I visited the Sun website and found out they have a plethora of servers out there (3500, 3800, 4800...series). I would like to know what are the typical ones that are used as part of a small, medium to high end database enterprise infrastructure.
It is depending upon your database size, application type, availbility of the db and applications.
it could be better, if you would throw some more details about your applications.
1. Sun E 35xx is one version older
2. Sun Fire 38xx is latest technology.
well certanly e10k is not just for large databases, we have around 30 instances running in four partitions, there are bigs ones, mid ones, small ones etc etc
hi,
two question about sun server.
1. What is the main difference of V880 and Fire 3800? They have the same capacity for memory, CPU, disk storage is not a problem. While V880 is much cheaper than Fire 3800. Is it the domain partition function?
2. Recently we replaced a E4500 with 12CPU*400MHZ/12G memory with a V880 with 8CPU/900MHZ/16G memory.
In theory 8*900mhz is much powerful than 12*400MHZ, though not double, it should be powerful than the old 4500. But after database server migrated to V880, from sar -u dailylog, I did not see any difference on server cpu utilization. But uptime load did decrease.
So, which command result(sar and uptime) more accurately refrect the load on the server?
Sun has got the couple of serices of servers, there have enterprise and sun fire server line are stable, expensive and reliable. Even thought they calles v880, v440, v.... etc as sun fire, but the internal arch. is different, bus speed is different, back plan is different and you dont have domain concept. These server are more sutible for workgroups.

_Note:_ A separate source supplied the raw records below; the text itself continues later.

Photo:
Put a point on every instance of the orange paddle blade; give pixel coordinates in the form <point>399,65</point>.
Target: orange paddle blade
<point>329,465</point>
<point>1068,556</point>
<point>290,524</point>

The ent. or fire series are
Sun Ent. 3500, 4500, 5500, 6500, 10K
Sun Fire 3800, 4800, 6800, F12K, 15K
These server are more reliable, logical domain, etc. if you want to see the performance, through put you can replace v880 with sunfire x800 series.
Originally posted by chao_ping ...from sar -u dailylog, I did not see any difference on server cpu utilization.
IMHO, that is because Oracle is not CPU bound generally, but for parallel operations.
BTW, uptime is not for the whole day right ?? ...
User Commands uptime(1)
NAME
uptime - show how long the system has been up
SYNOPSIS
uptime
DESCRIPTION
The uptime command prints the current time, the length of
time the system has been up, and the average number of jobs
in the run queue over the last 1, 5 and 15 minutes. It is,
essentially, the first line of a w(1) command.